It’s not just about Help to BuyPosted: February 28, 2019
Originally posted on February 28 as a blog for Inside Housing.
All the headlines this week are about Persimmon and Help to Buy but the issues with housebuilding are much bigger than either.
Yes, Persimmon is the most extreme example of the gains made on the back of state intervention, with profits of £1 bn and margins of over 30% to go with those huge executive bonuses that made it the poster child for corporate excess in the industry.
And, yes, Help to Buy supported almost half of its 13,341 private completions in 2018 and a major part of the rest of the industry’s output.
Public and media outrage has now reached the point where ministers feel they have to act and housing secretary James Brokenshire let it be known over the weekend that he has ‘become increasingly concerned by the behaviour of Persimmon in the last 12 months’.
Citing problems with leasehold, build quality and accountability to customers, a source told The Times that it would ‘surprising if Persimmon’s approach wasn’t a point of discussion’ when contracts for the extension of Help to Buy after 2021 are reviewed.
Housebuilders realised some time ago that things have gone too far, with some pointing out that they never asked for Help to Buy to be extended, but they also have to meet City expectations of ever-increasing profits and returns to shareholders.
And the issues go much deeper than profits and bonuses and much wider than one company.
Persimmon was one of three major housebuilders reporting this week and both of the others were at the centre of the previous industry scandals alluded to by Brokenshire.
Taylor Wimpey (leasehold) reported profits of £880m and revealed that it will pay dividends of £600m to shareholders in 2019. Profits at Bovis Homes (quality) bounced back to £168m and it is set to double its dividends.
As for Persimmon, the company has come to epitomise a hard-nosed approach to the business but the spectacular returns generated by its bonus scheme (even after some of them were returned voluntarily) suggest that even it was taken by surprise by the scale of the boom in its profits and share price.
This was not just the result of Help to Buy but also of a decade of highly favourable market conditions for housebuilders after they survived (some of them only by the skin of their teeth) the credit crunch and Global Financial Crisis.
Demand was supported by record low interest rates while supply was facilitated relatively easy land, materials and labour markets. Add relentless focus on minimising costs and maximising prices and you have the recipe for the boom that followed.
This chart tweeted by Neal Hudson of Residential Analysts breaks down Persimmon’s costs and profits per building plot:
Note that building costs have been relatively stable since 2010 while land costs have actually fallen significantly. Gross profits have more than trebled.
Just to rub it in, Persimmon’s presentation to City analysts also boasts of £732m of ‘surplus capital’ returned to shareholders.
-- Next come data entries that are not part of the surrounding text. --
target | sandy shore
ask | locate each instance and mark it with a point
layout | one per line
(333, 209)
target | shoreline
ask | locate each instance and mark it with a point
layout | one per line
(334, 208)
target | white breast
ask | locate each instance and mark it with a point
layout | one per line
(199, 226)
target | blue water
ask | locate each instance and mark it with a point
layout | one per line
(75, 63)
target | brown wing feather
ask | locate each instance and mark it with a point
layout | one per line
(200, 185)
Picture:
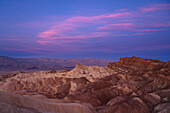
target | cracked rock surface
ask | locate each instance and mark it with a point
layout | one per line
(132, 85)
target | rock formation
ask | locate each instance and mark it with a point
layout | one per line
(132, 85)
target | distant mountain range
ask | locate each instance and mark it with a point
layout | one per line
(9, 63)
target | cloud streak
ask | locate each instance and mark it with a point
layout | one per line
(106, 25)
All of which throws the question of whether Help to Buy was really necessary into sharp relief.
The scheme was born out of political concern about falling home ownership and a desire to boost the number of first-time buyers as a way of addressing it.
Housebuilding output has increased, but not remotely as much as profits, bonuses and dividends, and how many of those homes would have been built anyway?
First-time buyer numbers are also up but the housing market is still dysfunctional because of a lack of home movers.
Most Help to Buy has comprised equity loans to buyers that have benefited housebuilders indirectly by reducing their risks and directly by enabling them to reduce or eliminate the incentives they would otherwise have been forced to offer and arguably by raising their prices in a captive market.
Housebuilders have historically offered similar schemes of their own to help customers lacking a deposit – these were widespread in the 1930s and arguably mortgage packages like this one offered by Bovis in 2010 would have become commonplace in the last few years in the absence of a government scheme.
The forerunners of Help to Buy – HomeBuy Direct and NewBuy – were both co-funded by housebuilders and the government.
But this is not just about Help to Buy. Back in 2010 I blogged about how the government’s drive to cut ‘red tape’ by relaxing regulations on sustainability and affordable housing would boost the value of housebuilders’ land holdings by billions.
By 2012 the effect was already evident in soaring profit levels and I asked why a government so concerned about ‘taxpayer-subsidised’ housing was benefitting big housebuilders without expecting any quid pro quo.
Both of those were written before George Osborne launched Help to Buy in 2013 and before it was extended until 2021 and then again until 2023.
The latest extension is at least restricted to first-time buyers and there will be regional price caps on homes eligible for the scheme.
James Brokenshire’s comments this week show that it has at last dawned on ministers that the government should be asking for something in return and imposing more conditions for participation.
But he is thinking about shutting the stable door when the horse has long since bolted.